In early September 2023, MGM Resorts International, a major casino and hospitality company, was the victim of a cyberattack. The attack was carried out by the Scattered Spider hacking group, which claimed to have stolen 6 terabytes of data from MGM’s systems.
The data that was stolen included names, addresses, phone numbers, email addresses, dates of birth, and Social Security numbers of MGM customers and employees. The hackers also claimed to have stolen credit card information, but MGM has not confirmed this.
MGM Resorts said that it discovered the cyberattack on September 6, 2023, and immediately took steps to contain it. The company shut down a number of its services and notified law enforcement and cybersecurity experts.
MGM Resorts also notified its customers of the data breach and offered them free credit monitoring and identity theft protection services.

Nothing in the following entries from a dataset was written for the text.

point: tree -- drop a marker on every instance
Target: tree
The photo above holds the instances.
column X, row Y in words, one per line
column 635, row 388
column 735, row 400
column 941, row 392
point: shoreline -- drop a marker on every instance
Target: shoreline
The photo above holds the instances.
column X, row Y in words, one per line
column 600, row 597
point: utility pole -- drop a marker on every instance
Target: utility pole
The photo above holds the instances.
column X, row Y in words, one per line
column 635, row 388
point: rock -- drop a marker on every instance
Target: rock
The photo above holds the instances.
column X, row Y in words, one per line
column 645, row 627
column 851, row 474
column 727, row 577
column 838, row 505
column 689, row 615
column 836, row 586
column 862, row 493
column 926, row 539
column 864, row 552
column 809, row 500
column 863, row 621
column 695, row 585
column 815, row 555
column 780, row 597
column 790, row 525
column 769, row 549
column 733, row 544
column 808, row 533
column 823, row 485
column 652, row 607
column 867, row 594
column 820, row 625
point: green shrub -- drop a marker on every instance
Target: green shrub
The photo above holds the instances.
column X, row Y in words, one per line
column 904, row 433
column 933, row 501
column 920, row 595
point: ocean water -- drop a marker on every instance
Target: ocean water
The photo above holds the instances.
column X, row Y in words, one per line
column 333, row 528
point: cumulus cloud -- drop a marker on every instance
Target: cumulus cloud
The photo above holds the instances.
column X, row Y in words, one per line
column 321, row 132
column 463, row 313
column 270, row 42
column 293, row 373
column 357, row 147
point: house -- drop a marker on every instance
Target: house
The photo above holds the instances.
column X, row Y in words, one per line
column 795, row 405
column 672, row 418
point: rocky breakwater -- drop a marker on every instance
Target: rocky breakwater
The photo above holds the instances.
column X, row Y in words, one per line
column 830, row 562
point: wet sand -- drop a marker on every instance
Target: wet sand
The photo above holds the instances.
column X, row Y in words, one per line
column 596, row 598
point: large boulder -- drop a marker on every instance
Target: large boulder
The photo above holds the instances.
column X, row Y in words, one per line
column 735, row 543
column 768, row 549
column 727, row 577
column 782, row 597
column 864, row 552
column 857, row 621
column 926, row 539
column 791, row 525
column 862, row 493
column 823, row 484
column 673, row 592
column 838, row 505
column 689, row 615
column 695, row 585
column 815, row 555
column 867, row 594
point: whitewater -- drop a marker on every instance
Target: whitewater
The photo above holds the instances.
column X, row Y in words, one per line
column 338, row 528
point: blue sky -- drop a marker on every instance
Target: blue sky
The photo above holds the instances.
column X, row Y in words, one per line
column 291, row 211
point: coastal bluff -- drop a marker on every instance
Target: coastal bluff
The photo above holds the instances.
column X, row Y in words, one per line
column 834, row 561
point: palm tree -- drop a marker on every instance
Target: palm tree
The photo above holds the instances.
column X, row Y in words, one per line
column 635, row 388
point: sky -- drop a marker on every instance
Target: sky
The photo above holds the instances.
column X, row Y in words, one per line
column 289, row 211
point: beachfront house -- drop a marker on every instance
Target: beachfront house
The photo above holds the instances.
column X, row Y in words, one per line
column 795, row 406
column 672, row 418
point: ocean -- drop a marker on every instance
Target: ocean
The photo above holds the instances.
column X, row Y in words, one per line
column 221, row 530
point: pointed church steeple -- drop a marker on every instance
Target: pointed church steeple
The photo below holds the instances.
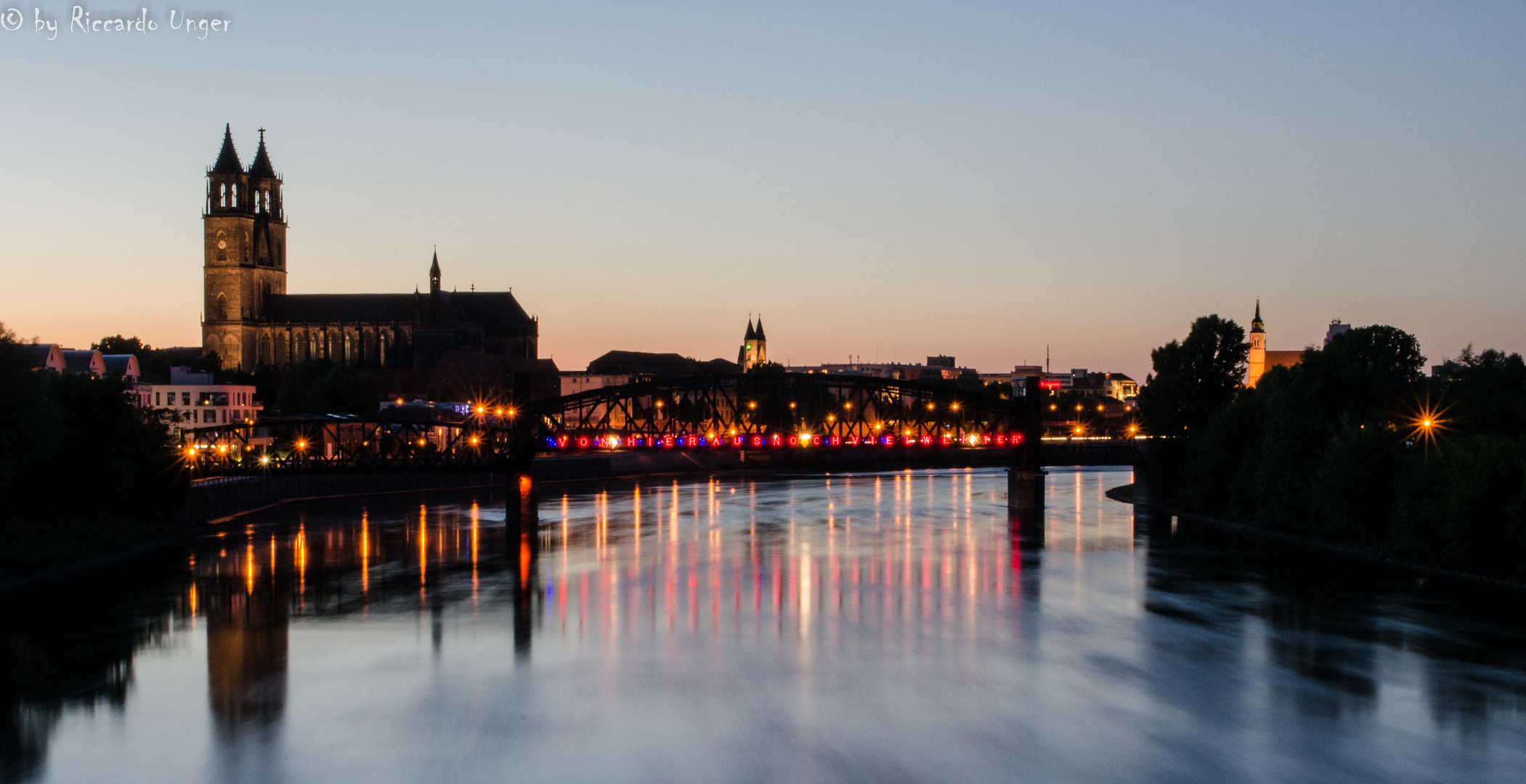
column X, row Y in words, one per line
column 261, row 168
column 228, row 159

On October 5, 2023, MGM Resorts filed a regulatory filing with the Securities and Exchange Commission (SEC) in which it said that the cyberattack is expected to cost the company more than $100 million. The company said that the costs will include the cost of investigating the breach, notifying customers, and providing them with credit monitoring and identity theft protection services.
The cyberattack on MGM Resorts is a reminder of the risks that all businesses face from cyber threats. Companies need to take steps to protect their data and systems from attack, and they need to have a plan in place in case they are the victim of a data breach.